Prep Time: 15 minutes Soak Time: 12 hours Cook Time: 10–12 minutes Total Time: 12 hours 30 minutes Servings: 4–6 (about 18–20 falafel)

Nutrition Information (Approximate, Per Serving)

  • Calories: 280–320 kcal

  • Protein: 11 g

  • Total Fat: 14 g

  • Saturated Fat: 2 g

  • Carbohydrates: 30 g

  • Fiber: 8 g

  • Sugars: 4 g

  • Sodium: 420 mg

Ingredients

Falafel Mixture

  • 1½ cups dried chickpeas (NOT canned), soaked overnight

  • ½ small onion, roughly chopped

  • 3 cloves of garlic

  • 1 cup fresh parsley

  • ½ cup fresh cilantro

  • 1 tsp ground cumin

  • 1 tsp ground coriander

  • ½ tsp smoked paprika

  • ¼ tsp cayenne pepper (optional)

  • 1 tsp salt

  • ½ tsp black pepper

  • 1 tbsp lemon juice

  • 1 tsp baking powder

  • 2 tbsp all-purpose flour or chickpea flour

For Cooking

  • Neutral oil for frying (or olive oil spray for baking/air frying)

Instructions

  1. Soak chickpeas: Place dried chickpeas in a large bowl, cover with water, and soak 12–18 hours. Drain well and pat dry.

  2. Blend mixture: Add chickpeas, onion, garlic, parsley, cilantro, spices, salt, pepper, and lemon juice to a food processor. Pulse until finely chopped but not pureed.

  3. Rest: Transfer mixture to a bowl. Stir in baking powder and flour. Cover and refrigerate for 30 minutes.

  4. Shape: Scoop about 1½ tablespoons per falafel and gently form into balls or patties.

  5. Cook (choose one):

    • Fry: Heat oil to 350°F. Fry 2–3 minutes per side until golden.

    • Bake: Bake at 400°F for 20–25 minutes, flipping halfway.

    • Air Fry: Air fry at 375°F for 12–14 minutes, flipping once.

  6. Serve: Serve warm with sauces and sides.

Tips & Variations

  • Do not use canned chickpeas — they’re too soft and will fall apart

  • Extra crispy: Chill shaped falafel 10 minutes before cooking

  • Gluten-free: Use chickpea flour

  • Spice boost: Add harissa or extra cayenne

  • Green falafel: Increase herbs for brighter color and flavor

FAQ

Is falafel Mediterranean Diet–friendly?
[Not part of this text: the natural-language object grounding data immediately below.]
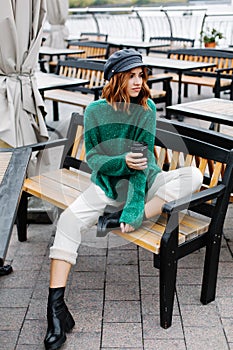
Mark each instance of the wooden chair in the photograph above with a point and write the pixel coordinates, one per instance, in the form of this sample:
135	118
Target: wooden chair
82	96
92	49
219	77
164	94
176	234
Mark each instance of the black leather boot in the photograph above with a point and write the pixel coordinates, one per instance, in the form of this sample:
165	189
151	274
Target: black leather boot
60	320
107	223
Yes. Chickpeas, herbs, olive oil, and spices are all Mediterranean staples.

Can I make falafel ahead of time? Yes. Shape and refrigerate up to 24 hours or freeze uncooked falafel for up to 2 months.

Why did my falafel fall apart? Usually from canned chickpeas or over-processing the mixture.
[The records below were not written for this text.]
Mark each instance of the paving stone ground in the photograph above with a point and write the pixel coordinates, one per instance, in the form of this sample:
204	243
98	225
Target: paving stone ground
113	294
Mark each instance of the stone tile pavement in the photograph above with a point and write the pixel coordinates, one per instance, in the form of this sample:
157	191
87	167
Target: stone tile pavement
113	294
Are falafel vegan and gluten-free? They’re vegan by default and gluten-free if you use chickpea flour.

Final Thoughts

Falafel is a true Mediterranean classic — simple, nourishing, and endlessly versatile. Whether served as a cozy weeknight dinner, tucked into a pita for lunch, or added to a mezze platter for entertaining, this homemade falafel recipe delivers bold flavor and satisfying texture every single time.